天沢先生はそう言ってから、僕達に優しい言葉を話しかけてくれた。

先生として話すのは、これで最後になるとは思わなかった。

「……お前ら、次こそは後悔しないように行動しろよ」

そう言って、天沢先生は帰っていた。

僕達は、受付に茜の場所を聞き出して、茜がいる部屋に向かった。

一二五号室

「茜!」

僕達は茜を呼ぶと、茜の母親が亡くなった茜を見て泣いていた。
そこでようやく、茜が亡くなったことに気づいた。本当にこの世にいなくなったことを。

茜の母親は僕達が来たことに分かったのか、僕たちを呼んだ。

「暁くん、海里くん。この子と一緒に遊んだり話したりしてくれて。いつもあの子、あなた達の話をしてくれたのよ。ありがとうね」

「茜の母さん。茜が亡くなった原因は聞かれましたか」

「おい、暁」

「……天沢先生から聞いたわ。
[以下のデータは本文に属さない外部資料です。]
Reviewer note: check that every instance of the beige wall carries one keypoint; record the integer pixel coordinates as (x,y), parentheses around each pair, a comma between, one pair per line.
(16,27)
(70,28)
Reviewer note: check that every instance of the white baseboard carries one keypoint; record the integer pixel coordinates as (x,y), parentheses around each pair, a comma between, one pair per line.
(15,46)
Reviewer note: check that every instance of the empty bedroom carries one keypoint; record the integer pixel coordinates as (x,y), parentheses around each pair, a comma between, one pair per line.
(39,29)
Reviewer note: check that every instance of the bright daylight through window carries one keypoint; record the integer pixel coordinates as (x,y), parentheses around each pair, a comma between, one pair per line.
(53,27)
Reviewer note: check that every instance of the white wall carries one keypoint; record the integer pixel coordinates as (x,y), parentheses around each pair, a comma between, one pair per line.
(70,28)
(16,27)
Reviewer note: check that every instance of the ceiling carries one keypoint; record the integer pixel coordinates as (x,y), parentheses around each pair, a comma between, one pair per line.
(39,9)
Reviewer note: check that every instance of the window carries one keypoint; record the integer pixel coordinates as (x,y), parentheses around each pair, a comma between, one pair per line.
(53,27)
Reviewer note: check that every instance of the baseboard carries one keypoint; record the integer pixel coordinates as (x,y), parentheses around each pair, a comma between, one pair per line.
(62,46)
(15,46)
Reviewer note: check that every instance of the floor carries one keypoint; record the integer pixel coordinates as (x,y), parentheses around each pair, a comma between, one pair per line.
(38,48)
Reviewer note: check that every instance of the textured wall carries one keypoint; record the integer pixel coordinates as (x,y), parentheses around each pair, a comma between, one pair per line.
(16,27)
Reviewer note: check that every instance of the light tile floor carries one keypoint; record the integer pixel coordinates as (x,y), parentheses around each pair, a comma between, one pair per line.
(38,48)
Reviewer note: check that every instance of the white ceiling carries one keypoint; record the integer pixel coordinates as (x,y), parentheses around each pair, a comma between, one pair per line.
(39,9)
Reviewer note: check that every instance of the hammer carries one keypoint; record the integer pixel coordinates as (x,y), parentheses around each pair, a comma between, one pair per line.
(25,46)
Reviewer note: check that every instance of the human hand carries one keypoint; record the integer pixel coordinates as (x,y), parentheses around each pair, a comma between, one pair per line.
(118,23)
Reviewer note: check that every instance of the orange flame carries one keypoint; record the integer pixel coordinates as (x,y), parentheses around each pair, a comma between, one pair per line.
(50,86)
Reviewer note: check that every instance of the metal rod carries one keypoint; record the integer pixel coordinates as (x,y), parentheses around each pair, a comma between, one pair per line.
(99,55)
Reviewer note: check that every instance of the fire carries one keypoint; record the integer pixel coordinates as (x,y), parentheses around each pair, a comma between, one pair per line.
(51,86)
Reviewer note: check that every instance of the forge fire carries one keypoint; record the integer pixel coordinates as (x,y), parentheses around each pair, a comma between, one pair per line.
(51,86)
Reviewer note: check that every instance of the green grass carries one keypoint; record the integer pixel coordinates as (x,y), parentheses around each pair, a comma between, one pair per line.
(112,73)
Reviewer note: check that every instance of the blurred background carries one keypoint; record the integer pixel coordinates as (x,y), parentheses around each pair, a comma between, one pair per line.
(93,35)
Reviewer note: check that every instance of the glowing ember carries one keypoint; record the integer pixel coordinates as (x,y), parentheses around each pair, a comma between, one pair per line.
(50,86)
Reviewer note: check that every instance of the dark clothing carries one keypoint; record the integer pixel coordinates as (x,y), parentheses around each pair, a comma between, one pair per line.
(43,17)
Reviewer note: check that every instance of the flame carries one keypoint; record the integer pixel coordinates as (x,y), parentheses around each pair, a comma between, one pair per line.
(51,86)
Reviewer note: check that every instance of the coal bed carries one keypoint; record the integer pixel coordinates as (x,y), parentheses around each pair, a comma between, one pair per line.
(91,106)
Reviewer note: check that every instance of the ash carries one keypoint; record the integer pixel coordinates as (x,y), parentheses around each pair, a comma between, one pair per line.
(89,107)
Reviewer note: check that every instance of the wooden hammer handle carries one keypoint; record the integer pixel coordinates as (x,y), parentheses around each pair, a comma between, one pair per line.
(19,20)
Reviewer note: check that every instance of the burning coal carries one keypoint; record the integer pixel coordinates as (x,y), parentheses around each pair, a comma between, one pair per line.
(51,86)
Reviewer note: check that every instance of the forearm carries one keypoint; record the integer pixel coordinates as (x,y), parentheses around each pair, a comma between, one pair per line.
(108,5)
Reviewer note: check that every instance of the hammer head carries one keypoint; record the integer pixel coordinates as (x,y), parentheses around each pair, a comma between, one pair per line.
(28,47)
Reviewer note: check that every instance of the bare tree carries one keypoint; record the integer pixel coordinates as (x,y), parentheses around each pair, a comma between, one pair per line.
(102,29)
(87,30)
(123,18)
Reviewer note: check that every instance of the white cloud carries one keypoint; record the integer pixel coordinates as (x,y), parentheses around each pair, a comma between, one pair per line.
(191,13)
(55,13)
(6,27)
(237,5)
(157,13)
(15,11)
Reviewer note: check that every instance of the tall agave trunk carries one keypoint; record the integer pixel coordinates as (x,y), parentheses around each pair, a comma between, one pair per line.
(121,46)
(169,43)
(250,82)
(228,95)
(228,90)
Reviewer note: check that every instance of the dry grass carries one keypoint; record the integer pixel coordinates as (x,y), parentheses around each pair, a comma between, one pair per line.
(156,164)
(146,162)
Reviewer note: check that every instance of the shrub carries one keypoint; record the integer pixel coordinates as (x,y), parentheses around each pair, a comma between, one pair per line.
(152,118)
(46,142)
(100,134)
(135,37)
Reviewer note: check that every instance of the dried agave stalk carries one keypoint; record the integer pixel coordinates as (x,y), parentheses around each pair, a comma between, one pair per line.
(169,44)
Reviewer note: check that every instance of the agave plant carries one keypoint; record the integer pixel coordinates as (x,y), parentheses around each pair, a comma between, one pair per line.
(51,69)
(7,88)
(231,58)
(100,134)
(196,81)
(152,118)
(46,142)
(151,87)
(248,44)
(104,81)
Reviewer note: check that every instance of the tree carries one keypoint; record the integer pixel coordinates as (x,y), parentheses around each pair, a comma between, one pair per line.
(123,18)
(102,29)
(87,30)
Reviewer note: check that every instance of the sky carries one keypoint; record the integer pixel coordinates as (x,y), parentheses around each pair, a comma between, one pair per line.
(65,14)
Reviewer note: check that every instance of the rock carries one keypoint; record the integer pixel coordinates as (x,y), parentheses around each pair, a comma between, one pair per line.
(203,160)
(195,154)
あの子は苦しんでいたこと全然知らなかった。あの子いつも笑顔だったから……なんで家族に心配かけないように無理していたのよ。真実は天沢先生から聞いて、まだ整理はつかないけど。知れて良かったと思うよ」

茜の母さんは涙を流しながら、僕達に言った。茜の母さんは、茜と最後の話をしていいわよ。

私は席を立つからと言って、どこかに行ってしまった。

僕達は亡くなった茜を呆然と見つめた。

「茜、茜ーー!」

僕達は、亡くなった茜を抱きしめて、ただ名前を言って何時間も叫んだことか。

そのあと、茜の母さんが来て、ただ一言。

ありがとうと言って僕達を見送ってくれた。

そこから葬式、学校での報告と手続きなど茜の母さんは泣かないでやることをしていた。